This dual-panel line chart tracks key risk-adjusted metrics over rolling periods (e.g., 36 months), helping you evaluate consistency of manager performance relative to the benchmark. Switch dropdowns to compare metrics like Information Ratio vs. Tracking Error, revealing trade-offs between return and risk.
Chart Elements
Common Structure (both panels identical layout):
- X-Axis: Time series of periods (e.g., monthly ends from 2017 to 2025), showing evolution across market cycles.
- Y-Axis (Left): Primary metric scale (e.g., Information Ratio from -1.0 to +1.6; positive = skill).
- Y-Axis (Right): Secondary metric scale (e.g., Tracking Error % or Ann. Volatility % from 0% to 16%).
- Lines:
- Solid Blue: Primary metric (e.g., Information Ratio = excess return / tracking error).
- Dashed Blue: Secondary metric (e.g., Tracking Error % = annualized std. dev. of excess returns).
- Dropdown Selections:
- Top Dropdown (e.g., “Information Ratio”): Choose primary metric—Information Ratio, Tracking Error, Ann. Volatility.
- Bottom Dropdown (e.g., “Tracking Error %”): Pair with secondary—Tracking Error, Ann. Volatility, etc.
- Rolling Period: Fixed (e.g., 36 months) smooths noise; reveals trends without short-term outliers.
Panel Examples:
- Top Panel: Information Ratio (left) vs. Tracking Error (right)—IR peaks when excess is high relative to risk.
- Bottom Panel: Same pairing, confirming consistency across views.
How Metrics Are Calculated
All vs. benchmark (e.g., MSCI World), annualized over rolling windows:
- Information Ratio (IR): Excess return / Tracking Error. >0.5 good; >1.0 excellent; negative = value destruction.

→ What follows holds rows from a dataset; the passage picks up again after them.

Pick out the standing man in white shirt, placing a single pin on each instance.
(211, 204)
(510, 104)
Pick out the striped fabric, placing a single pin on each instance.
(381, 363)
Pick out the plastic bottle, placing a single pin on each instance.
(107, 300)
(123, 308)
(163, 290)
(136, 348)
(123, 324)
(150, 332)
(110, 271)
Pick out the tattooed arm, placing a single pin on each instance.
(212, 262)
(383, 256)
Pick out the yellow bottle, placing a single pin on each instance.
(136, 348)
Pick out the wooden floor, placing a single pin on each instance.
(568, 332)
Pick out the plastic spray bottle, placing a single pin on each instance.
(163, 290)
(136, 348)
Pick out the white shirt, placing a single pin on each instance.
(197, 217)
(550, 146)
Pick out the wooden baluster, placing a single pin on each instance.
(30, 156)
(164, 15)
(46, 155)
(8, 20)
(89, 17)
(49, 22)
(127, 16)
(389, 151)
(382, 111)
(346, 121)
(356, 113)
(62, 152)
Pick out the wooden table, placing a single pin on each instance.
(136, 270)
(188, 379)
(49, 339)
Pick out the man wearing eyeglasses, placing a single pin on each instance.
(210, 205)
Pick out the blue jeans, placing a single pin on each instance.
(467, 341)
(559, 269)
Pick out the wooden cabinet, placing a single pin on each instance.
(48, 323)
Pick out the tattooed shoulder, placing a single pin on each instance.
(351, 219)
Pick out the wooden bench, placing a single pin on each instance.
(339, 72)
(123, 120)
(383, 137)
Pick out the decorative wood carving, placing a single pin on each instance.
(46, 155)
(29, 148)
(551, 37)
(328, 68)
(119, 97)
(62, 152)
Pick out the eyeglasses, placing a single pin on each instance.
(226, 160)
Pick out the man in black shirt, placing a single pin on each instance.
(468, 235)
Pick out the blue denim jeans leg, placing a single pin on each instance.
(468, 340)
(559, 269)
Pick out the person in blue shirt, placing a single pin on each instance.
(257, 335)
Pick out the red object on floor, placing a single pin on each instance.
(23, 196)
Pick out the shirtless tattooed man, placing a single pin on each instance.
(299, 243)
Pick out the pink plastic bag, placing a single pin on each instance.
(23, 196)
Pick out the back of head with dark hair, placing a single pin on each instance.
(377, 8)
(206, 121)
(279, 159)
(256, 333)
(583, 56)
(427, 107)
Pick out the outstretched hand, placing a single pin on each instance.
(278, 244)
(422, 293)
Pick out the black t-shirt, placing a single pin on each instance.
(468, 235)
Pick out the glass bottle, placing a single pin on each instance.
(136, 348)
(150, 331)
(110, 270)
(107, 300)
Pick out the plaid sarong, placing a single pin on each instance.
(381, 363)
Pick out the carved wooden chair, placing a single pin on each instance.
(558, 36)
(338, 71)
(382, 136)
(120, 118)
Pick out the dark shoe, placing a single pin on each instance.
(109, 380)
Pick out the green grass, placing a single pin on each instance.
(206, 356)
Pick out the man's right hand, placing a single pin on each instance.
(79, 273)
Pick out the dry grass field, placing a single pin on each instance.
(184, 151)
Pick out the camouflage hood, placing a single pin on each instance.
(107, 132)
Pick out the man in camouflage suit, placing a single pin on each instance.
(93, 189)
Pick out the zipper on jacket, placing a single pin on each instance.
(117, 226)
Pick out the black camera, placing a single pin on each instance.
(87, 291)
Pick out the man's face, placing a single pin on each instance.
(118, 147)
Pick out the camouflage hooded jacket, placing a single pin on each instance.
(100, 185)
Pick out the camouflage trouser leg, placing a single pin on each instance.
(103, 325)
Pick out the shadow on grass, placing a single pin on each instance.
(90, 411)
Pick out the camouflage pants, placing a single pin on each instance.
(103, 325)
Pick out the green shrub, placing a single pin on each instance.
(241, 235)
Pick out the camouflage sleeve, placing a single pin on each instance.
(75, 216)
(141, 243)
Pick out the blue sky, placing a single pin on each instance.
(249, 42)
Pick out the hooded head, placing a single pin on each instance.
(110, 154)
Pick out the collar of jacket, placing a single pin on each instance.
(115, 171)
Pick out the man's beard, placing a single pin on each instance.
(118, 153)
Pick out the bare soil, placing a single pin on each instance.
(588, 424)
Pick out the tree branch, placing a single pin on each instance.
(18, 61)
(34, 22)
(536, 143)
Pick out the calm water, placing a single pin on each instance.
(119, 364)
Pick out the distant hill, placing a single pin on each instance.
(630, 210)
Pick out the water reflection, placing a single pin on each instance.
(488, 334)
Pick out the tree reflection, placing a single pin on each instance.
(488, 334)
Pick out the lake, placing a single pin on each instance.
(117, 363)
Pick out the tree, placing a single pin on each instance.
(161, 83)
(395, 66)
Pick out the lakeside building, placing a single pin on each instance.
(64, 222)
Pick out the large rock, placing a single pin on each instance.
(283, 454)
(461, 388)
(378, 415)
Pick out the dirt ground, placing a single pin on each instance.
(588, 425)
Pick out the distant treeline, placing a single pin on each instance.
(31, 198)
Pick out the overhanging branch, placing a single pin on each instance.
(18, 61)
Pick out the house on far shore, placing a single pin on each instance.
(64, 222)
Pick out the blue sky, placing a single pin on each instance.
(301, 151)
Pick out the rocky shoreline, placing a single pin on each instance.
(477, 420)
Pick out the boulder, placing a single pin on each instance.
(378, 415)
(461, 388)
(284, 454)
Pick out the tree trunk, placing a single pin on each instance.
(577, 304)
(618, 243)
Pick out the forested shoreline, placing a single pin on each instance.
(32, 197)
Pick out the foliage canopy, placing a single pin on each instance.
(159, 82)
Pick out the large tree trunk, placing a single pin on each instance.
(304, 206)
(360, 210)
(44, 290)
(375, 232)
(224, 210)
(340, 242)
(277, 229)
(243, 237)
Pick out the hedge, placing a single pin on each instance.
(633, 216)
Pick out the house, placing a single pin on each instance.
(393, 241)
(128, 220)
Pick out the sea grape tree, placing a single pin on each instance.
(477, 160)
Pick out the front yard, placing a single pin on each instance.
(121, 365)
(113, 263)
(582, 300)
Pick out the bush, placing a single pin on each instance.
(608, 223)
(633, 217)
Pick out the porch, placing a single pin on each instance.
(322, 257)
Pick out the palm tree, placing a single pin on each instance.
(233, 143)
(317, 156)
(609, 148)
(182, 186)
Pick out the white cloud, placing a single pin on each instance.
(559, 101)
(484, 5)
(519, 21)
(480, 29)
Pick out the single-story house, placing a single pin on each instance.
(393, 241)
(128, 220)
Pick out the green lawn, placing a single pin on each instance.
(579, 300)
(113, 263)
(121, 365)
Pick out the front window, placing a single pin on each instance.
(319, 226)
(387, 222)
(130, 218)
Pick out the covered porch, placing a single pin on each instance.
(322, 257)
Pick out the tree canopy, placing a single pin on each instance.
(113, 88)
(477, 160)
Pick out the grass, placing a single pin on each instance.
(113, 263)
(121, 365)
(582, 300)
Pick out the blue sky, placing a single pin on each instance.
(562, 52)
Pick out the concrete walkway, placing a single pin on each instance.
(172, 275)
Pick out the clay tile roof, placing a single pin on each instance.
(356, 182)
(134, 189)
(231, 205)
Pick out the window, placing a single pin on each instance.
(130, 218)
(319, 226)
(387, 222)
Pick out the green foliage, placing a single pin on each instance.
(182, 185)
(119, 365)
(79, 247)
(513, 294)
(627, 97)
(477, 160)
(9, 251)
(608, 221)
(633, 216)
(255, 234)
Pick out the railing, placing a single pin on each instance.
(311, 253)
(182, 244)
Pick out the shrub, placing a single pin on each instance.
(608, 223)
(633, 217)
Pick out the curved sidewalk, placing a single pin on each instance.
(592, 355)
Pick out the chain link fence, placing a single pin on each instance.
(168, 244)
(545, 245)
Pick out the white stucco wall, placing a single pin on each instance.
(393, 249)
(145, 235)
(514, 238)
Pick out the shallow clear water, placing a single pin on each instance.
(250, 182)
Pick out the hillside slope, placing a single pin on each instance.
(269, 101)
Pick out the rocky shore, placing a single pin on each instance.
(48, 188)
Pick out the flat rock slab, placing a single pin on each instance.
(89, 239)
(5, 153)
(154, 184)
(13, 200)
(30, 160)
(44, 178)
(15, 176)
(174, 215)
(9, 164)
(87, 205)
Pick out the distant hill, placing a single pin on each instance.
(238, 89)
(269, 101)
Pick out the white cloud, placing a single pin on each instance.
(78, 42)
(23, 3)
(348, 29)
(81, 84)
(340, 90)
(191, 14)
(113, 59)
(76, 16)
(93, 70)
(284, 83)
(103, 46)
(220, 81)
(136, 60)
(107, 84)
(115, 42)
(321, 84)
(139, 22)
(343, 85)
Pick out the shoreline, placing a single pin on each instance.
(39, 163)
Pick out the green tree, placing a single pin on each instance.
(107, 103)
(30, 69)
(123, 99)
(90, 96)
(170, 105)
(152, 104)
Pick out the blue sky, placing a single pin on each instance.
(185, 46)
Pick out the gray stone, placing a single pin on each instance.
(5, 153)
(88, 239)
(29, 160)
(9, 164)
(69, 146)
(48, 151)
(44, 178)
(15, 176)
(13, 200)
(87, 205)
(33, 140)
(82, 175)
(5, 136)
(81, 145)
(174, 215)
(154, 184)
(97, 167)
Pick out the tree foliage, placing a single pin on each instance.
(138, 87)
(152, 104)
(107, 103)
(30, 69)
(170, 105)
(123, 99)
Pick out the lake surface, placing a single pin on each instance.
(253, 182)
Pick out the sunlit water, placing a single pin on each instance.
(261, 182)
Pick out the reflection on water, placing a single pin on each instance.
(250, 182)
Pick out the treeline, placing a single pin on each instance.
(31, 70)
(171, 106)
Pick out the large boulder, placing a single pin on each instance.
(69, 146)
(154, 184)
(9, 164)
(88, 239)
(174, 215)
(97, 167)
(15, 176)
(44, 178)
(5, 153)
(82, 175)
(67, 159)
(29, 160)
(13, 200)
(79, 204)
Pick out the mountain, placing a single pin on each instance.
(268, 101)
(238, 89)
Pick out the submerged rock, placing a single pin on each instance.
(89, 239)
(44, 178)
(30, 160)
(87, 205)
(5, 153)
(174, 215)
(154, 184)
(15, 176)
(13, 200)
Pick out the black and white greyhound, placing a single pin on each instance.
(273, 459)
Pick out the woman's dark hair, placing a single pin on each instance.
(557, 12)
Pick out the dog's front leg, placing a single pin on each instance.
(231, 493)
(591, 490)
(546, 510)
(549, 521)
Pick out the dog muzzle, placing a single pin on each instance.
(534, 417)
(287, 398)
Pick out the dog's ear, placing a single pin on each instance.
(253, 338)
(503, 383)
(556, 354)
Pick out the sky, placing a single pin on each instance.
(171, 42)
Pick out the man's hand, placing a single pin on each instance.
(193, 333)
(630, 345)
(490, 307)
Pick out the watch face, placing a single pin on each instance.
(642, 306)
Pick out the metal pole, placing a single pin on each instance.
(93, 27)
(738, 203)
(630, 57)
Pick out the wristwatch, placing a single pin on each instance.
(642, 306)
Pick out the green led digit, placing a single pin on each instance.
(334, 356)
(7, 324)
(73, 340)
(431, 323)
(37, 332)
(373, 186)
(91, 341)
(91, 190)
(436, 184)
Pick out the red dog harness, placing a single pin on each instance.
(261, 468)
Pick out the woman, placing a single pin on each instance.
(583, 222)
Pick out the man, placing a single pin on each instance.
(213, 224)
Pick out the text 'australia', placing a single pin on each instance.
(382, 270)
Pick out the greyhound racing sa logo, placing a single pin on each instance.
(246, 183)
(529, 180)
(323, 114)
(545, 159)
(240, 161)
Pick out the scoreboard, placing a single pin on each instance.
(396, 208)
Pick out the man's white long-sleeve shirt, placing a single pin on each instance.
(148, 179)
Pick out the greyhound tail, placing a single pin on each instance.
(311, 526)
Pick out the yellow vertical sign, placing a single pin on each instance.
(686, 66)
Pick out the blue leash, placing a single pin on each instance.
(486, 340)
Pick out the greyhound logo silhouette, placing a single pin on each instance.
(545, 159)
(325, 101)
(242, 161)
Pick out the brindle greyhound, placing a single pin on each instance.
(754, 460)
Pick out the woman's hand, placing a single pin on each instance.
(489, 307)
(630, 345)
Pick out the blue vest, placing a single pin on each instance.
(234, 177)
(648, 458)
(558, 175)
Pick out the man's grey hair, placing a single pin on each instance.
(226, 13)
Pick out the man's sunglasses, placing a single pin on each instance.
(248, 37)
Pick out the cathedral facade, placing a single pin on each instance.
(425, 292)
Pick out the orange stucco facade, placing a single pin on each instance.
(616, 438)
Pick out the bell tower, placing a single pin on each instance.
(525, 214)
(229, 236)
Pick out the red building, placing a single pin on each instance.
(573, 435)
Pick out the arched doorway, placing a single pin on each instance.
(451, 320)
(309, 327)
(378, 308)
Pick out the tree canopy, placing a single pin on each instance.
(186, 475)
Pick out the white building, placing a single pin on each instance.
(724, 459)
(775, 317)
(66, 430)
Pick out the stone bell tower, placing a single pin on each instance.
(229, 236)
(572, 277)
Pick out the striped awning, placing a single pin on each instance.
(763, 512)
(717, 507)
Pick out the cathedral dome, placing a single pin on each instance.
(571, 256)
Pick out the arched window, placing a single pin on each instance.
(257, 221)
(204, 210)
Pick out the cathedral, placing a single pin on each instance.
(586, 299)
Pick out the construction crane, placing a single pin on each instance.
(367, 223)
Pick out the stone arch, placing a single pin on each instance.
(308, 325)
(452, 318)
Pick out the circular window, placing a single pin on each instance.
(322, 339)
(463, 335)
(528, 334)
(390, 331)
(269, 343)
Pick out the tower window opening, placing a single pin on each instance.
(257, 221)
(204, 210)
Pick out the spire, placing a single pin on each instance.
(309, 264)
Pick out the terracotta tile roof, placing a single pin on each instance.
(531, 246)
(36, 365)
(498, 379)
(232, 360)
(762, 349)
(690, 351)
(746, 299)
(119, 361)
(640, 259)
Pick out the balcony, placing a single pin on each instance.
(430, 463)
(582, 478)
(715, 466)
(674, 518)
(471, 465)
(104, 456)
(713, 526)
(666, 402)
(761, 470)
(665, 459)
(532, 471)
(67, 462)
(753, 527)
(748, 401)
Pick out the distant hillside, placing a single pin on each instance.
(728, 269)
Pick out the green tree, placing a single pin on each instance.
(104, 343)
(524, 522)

- Tracking Error %: Std. dev. of monthly excess returns (active risk); 4-8% typical for equities.
- Volatility %: Std. dev. of total returns (absolute risk).
These capture both reward (numerator) and risk denominators, spotting if high returns come from skill or volatility.
Key Insights to Spot
- IR Stability: Consistent >0.5 line signals repeatable risk-adjusted skill; sharp drops flag regime issues.
- Risk/Return Trade-off: Rising tracking error with flat IR means more risk for same reward—watch for spikes.
- Volatility Patterns: High vol periods correlating with low IR indicate poor navigation.
- Dropdown Power: Switch to IR vs. Volatility to see if absolute risk drives issues; Tracking Error vs. Volatility isolates benchmark deviation.
Actionable Uses
- Consistency Gauge: Favor managers with stable >0.5 IR through cycles.
- Risk Budgeting: Cap allocations where tracking error >10% unless IR compensates.
- Regime Analysis: Zoom on downturns—does IR hold or collapse?
- Comparisons: Standardize dropdowns (e.g., 36-mo IR vs. TE) across managers for screening.